Luciano Barin Cruz, collaboration spéciale HEC


La Presse

(Montréal) La ville de Fortaleza, au nord-est du Brésil, est située dans une région qui est à la fois l'une des plus riches du monde en matière de biodiversité et l'une de celles où les inégalités sociales et la pauvreté sont les plus grandes. C'est dans ce contexte que l'entreprise d'énergie Coelce, filiale d'une multinationale européenne, a décidé de créer des projets associés à son métier principal, la distribution d'énergie, qui s'adresseraient aux plus pauvres tout en restant profitables pour l'entreprise.


En 2006, Coelce a lancé un programme de récupération des déchets collectés qui sont rémunérés sous forme de rabais sur la facture d'énergie des clients. Le projet fonctionne comme suit: le consommateur apporte les déchets recyclables à un point de collecte géré par Coelce, une association locale et une entreprise de recyclage; les déchets sont ensuite vendus à un prix de marché à Coelce qui les revend directement à l'entreprise de recyclage; finalement, au lieu de recevoir de l'argent, le consommateur obtient un rabais sur sa facture d'énergie mensuelle. Pour mettre le projet en place, l'entreprise a installé plusieurs points de collecte dans la ville de Fortaleza.


Trois défis

Ce programme répond à trois défis des régions en voie de développement: une utilisation chaotique de l'électricité, le plus souvent illégale et sans paiement; des problèmes de pollution à grande échelle dans les zones urbanisées; troisièmement, la nécessité de soutenir l'intervention du gouvernement qui vise à rendre l'électricité accessible aux personnes les plus pauvres par des programmes.
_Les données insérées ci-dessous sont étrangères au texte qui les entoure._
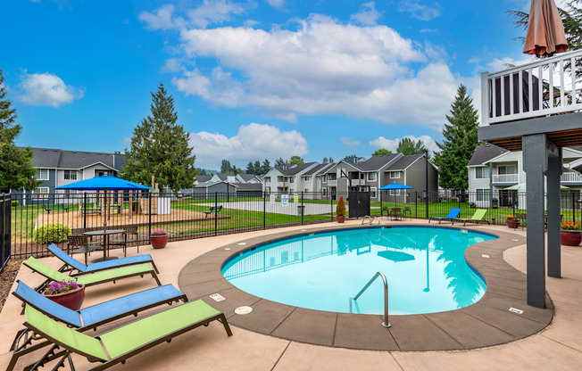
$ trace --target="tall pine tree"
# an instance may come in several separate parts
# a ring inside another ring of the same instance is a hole
[[[32,166],[32,150],[14,144],[22,128],[16,124],[16,109],[6,98],[4,82],[0,68],[0,193],[21,188],[31,191],[42,182],[33,178],[37,169]]]
[[[195,156],[188,144],[190,135],[177,124],[174,98],[160,84],[152,101],[151,114],[133,131],[123,177],[147,185],[154,176],[173,191],[191,187]]]
[[[438,185],[446,189],[464,191],[469,187],[467,164],[478,144],[477,110],[473,99],[467,95],[467,87],[461,85],[457,96],[451,104],[451,114],[446,115],[448,124],[443,129],[443,143],[436,143],[440,153],[435,161],[439,168]]]

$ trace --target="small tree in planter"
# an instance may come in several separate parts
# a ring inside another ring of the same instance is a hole
[[[152,231],[150,236],[152,247],[154,249],[163,249],[168,244],[168,232],[163,229],[155,229]]]
[[[560,243],[566,246],[578,246],[581,242],[582,231],[580,230],[580,223],[574,223],[573,221],[561,223]]]
[[[507,216],[507,220],[505,220],[505,224],[507,225],[508,227],[510,228],[517,228],[520,227],[520,221],[515,219],[515,216],[509,214]]]
[[[76,281],[54,281],[48,284],[43,295],[72,310],[79,310],[85,300],[85,285]]]
[[[339,196],[339,201],[336,207],[336,215],[337,223],[344,223],[345,221],[345,202],[344,202],[344,196]]]

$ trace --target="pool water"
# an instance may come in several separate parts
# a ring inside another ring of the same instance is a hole
[[[342,313],[384,313],[380,271],[390,314],[457,309],[485,293],[465,250],[496,237],[461,229],[396,227],[312,234],[247,251],[229,260],[224,276],[253,295],[283,304]]]

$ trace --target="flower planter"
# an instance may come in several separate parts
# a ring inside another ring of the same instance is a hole
[[[508,227],[515,229],[518,227],[520,227],[520,221],[516,219],[507,219],[505,220],[505,224],[507,225]]]
[[[578,246],[582,242],[580,231],[561,231],[560,243],[566,246]]]
[[[152,235],[152,247],[154,249],[163,249],[168,244],[168,235]]]
[[[79,286],[77,290],[69,293],[55,293],[54,295],[43,293],[43,295],[70,309],[79,310],[85,300],[85,285],[79,284]]]

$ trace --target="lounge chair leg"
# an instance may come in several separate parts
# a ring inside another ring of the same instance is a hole
[[[224,313],[222,313],[220,317],[219,317],[219,321],[222,323],[222,326],[224,326],[227,334],[229,336],[232,336],[232,331],[230,331],[230,326],[229,326],[229,322],[227,321],[227,317],[224,316]]]

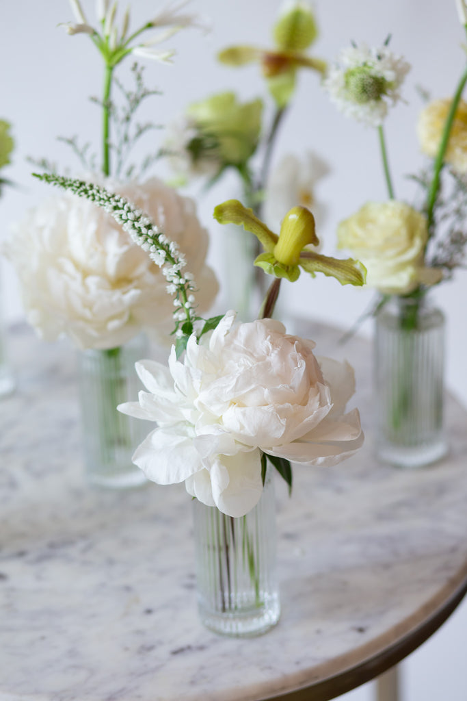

Cette initiative a permis plusieurs avancées. D'abord, de nombreuses personnes qui n'avaient jamais utilisé l'électricité légalement ont pu officialiser leur situation, étant désormais en mesure de payer leur facture grâce à leurs déchets recyclables. L'entreprise d'énergie augmente ainsi sa base de clients et, ce faisant, répond à la demande du gouvernement d'une inclusion sociale par l'accès à l'électricité. Ensuite, Coelce a contribué à la sensibilisation environnementale de la population, car plusieurs clients pensent désormais à recycler, ce qui facilite le nettoyage des rues et diminue les risques d'inondation pendant les périodes de pluie. Finalement, pour de nombreux clients, la légalisation de leur statut de consommateur d'énergie correspond à une véritable réinsertion sociale. Ils ont reçu grâce à ce programme un premier document «officiel» avec nom et adresse qui leur donne accès à de nombreux services sociaux dont ils étaient auparavant exclus. Il n'est donc pas surprenant que ce programme ait reçu le World Business and Developpement Award (2008) de l'ONU pour sa contribution aux «objectifs du millénaire».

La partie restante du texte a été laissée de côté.